The heritage value of the Rideau Canal lies in the health and wholeness of its cultural landscape, as a witness of the early 19th-century forms, materials and technologies of the waterway, and as a dynamic reflection of the longstanding human and ecological inter-relationships between the canal and its corridor. The Rideau Canal was built for the British government by Lieutenant-Colonel John By as a defensive work in 1826-1837. Canada assumed responsibility for its management in 1855, and the waterway served as a commercial transportation route through most of the 19th and 20th centuries.

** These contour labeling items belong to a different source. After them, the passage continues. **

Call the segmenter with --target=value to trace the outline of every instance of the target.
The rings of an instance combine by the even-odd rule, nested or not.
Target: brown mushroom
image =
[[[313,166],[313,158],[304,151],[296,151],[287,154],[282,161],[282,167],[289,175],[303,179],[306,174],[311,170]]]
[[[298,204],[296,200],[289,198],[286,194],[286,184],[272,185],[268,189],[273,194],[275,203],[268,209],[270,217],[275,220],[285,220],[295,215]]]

Parks Canada acquired the canal to sustain its recreational operation in 1972.

Sources: HSMBC Minutes, June 1924, 1967, November 1987; Commemorative Integrity Statement, 1987.

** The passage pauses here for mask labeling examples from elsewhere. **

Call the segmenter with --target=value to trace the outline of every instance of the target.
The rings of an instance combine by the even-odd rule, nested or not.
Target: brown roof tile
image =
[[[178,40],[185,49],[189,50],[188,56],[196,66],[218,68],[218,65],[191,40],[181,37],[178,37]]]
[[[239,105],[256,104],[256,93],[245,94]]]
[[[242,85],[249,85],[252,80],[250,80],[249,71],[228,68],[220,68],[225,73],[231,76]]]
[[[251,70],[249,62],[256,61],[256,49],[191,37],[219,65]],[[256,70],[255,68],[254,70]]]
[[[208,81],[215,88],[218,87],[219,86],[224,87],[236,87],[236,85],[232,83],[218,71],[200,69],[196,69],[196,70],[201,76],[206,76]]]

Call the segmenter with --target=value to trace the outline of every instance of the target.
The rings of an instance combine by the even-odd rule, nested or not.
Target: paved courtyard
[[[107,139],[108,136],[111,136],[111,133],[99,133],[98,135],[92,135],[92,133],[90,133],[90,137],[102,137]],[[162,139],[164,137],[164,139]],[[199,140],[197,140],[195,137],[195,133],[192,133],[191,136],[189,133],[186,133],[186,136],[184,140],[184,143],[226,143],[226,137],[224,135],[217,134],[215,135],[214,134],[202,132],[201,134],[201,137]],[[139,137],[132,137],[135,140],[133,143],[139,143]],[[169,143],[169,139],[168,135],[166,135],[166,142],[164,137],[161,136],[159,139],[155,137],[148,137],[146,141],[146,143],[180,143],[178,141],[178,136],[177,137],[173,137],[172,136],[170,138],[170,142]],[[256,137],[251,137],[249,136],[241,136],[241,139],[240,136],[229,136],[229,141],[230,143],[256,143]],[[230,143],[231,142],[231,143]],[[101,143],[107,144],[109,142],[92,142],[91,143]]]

Character-Defining Elements

Aspects of this site which contribute to its heritage values include:
the completeness of the cultural landscape as a longstanding system of transportation facilities including the waterway, locks, blockhouses, dams, weirs and lockstations with lockmasters’ houses, associated shore lands and communities, extensive wetlands and lakes, the canal bed and its subdivision into lockstations, the original built resources, in particular, the form, craftsmanship, materials and locations of its early blockhouses, lockmasters’ houses, and lockstation buildings canal walls, locks, dams and weirs, defensive siting, materials and functional design of blockhouses, lockmasters’ houses and lockstation landscapes, and remnants such as the guardhouses at Jones Falls and Morton’s Dam, archaeological remnants of construction including the ruin of the engineers’ building, the remains of the lime kilns, the Sapper’s Bridge and blacksmith shop at the Ottawa Locks, the construction camp at Newboro, remnants of engineering design including the canal route, walls, locks, weirs, bridges such as the remains of Ottawa’s Sapper’s Bridge and submerged bridge at the Jones’ Falls dam, and dams (especially the stone arch dams at Long Island and Jones Falls, and the underwater site of the original dam at Merrickville), and the operational technologies including the manual operation of all locks except Newboro, Black Rapids and Smiths Falls Combined Locks, the wetlands and lakes created by the canal construction, on-going operation of the canal and all evidence of its continuous seasonal operation since 1832 (particularly the integral role of its engineering works in the sustained operation of the navigation system as witnessed by facilities at all locks except Locks 29, 30 & 31 at Smiths Falls Combined, the surviving historic layout and configuration of lockstations including their patterns of open space and circulation), the continuity of historic, ecological and visual associations with shore lands and communities along the route, particularly pathways, view sheds from the canal locks and channel to the central core of Ottawa between the Mackenzie King Bridge and the Ottawa River, view sheds between the canal, the fortifications, the harbour in the landscape of Kingston harbour, views from the canal shore lands and communities between Becketts Landing and Kilmarnock lockstation, along Newboro channel, at Chaffeys Locks, and at the lockstations at Davis Locks, Jones Falls, Upper and Lower Brewers and Kingston Mills.